Barge skipper calls for positive view of sailing barges and supporting facilities

The relaunching of Bob Roberts’ barge Cambria at Standard Quay following repairs

Skipper of sailing barge Wyvenhoe Martin Phillips has called for a more positive view of sailing barges and the yards and skills that maintain them.

His comments appear on a weblog published by the Society for Sailing Barge Research, and follow wide publicity surrounding the loss of Faversham’s Standard Quay as a centre for the work. This includes the powerful film The Quay about the issue, made by Richard Fleury and Simon Clay.

(See the Comments link below for Richard’s response to Martin Phillips remarks.)

Campaigners have seen the loss of Standard Quay as a centre for barges as part of a wider trend, in which water-front areas have been developed for housing, restuarants and other non-maritime businesses, and so are no longer available for maintaining traditional craft.

However, Mr Phillips says we should not forget that barges and the yards that maintain them are thriving in Essex and Suffolk.

‘It is very sad that the landowner’s wish to develop the site has destroyed what had been developed at Standard Quay; however I feel that the coverage of this to date rather ignores reality of what has been achieved by the Thames barge and traditional boat community in East Anglia.’

‘Why can’t someone make an optimistic film publicising the achievements of the Thames Sailing Barge Trust (formerly the Barge Club) in keeping its barges sailing over the last 64 years, rebuilding two (Pudge and Centaur) without National Lottery support, and taking thousands of people sailing?

‘The trust’s training has produced about eight of the current sailing barge masters, including myself. It has done so much good to preserve barges and helped to bring people into the barge scene who go on to work on barges. Let’s celebrate this success please!’

Mr Phillips said Maldon and the Blackwater are home to a very active fleet of barges and two yards (Cook’s and Blackwater Marina) capable of working on barges, with blocks and two dry docks operating, and that there is also Andy Harman’s yard at St Osyth.

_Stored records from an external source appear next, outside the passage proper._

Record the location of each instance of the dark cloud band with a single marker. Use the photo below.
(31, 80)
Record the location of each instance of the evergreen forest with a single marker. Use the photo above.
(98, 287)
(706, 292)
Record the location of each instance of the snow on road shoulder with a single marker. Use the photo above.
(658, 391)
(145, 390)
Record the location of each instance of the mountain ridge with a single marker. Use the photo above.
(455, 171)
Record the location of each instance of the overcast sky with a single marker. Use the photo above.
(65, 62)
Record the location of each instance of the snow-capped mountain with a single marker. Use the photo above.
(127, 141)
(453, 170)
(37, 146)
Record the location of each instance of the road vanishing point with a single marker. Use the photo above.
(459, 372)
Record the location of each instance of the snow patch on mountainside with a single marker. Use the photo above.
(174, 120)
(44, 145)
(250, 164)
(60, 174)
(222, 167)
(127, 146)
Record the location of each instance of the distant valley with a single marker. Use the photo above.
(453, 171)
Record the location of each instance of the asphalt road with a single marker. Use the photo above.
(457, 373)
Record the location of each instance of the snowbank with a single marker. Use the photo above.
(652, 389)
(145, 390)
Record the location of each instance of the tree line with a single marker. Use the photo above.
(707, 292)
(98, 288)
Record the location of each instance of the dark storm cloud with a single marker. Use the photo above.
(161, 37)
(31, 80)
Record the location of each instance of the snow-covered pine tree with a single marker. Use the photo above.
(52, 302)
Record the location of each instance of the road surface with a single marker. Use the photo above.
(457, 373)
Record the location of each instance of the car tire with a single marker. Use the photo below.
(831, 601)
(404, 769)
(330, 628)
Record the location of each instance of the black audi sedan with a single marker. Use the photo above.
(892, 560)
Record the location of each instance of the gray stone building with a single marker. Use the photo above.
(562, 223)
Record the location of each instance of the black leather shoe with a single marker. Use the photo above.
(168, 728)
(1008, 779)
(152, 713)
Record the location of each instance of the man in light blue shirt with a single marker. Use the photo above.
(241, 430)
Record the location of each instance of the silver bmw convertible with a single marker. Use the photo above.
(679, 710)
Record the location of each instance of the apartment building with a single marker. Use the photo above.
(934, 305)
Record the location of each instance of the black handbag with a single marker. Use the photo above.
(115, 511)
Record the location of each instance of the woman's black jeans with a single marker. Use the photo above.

Topsail Charters has built a successful business over a quarter of a century preserving a fleet of active barges carrying thousands of passengers a year and employing a group of skippers and mates.

‘There is a host of evidence that the area is a hotbed of traditional skills and specialist shipwrights, riggers, metal workers, a blacksmith and much much more all based around the rich maritime heritage of the area. Traditional skills are actually thriving in East Anglia and the fleet of barges and smacks is a gem. Where else in the UK has a fleet of traditional craft in their home waters preserved and transformed from cargo carriers and fishing boats to working and pleasure vessels?’

2 thoughts on “Barge skipper calls for positive view of sailing barges and supporting facilities”

  1. Glad to hear that the skills and facilities lost from Standard Quay survive and thrive elsewhere. Here in Kent too, since I finished making The Quay, there is cause for some optimism. The volunteer-run Faversham Creek Trust ( has done a fantastic job, starting an apprentice shipwrights training centre and campaigning for a working creek. And shipwright Tim Goldsack has relocated to Oare and not moved his business out of the county as some had feared.

    A film celebrating the successes of the Thames Sailing Barge community in East Anglia and Essex is a tremendous idea. I’d personally be delighted to see such a project commissioned. But that would be a very different film from The Quay, which was specifically about Standard Quay’s demise as a working yard. With a running time of just 15 minutes, our film had to focus on Standard Quay’s story alone.

    It doesn’t seek to suggest however that Standard Quay was the only remaining barge yard (although it was certainly a very important one), or that it’s loss has killed off these traditional skills in one fell swoop. But I hope it does show clearly and truthfully what was lost there and allows audiences to make up their own minds as to why.

    Please excuse the shameless plug but I’m working on a DVD release of The Quay for later this year which will include material not used in the short version. We shot some interesting interviews which put Standard Quay and Thames barges into broader historical context. I’ll post more info at and when the time comes.

    Thanks for your interest. Let’s hope the Thames barge community continues to thrive and Standard Quay’s story is not repeated elsewhere.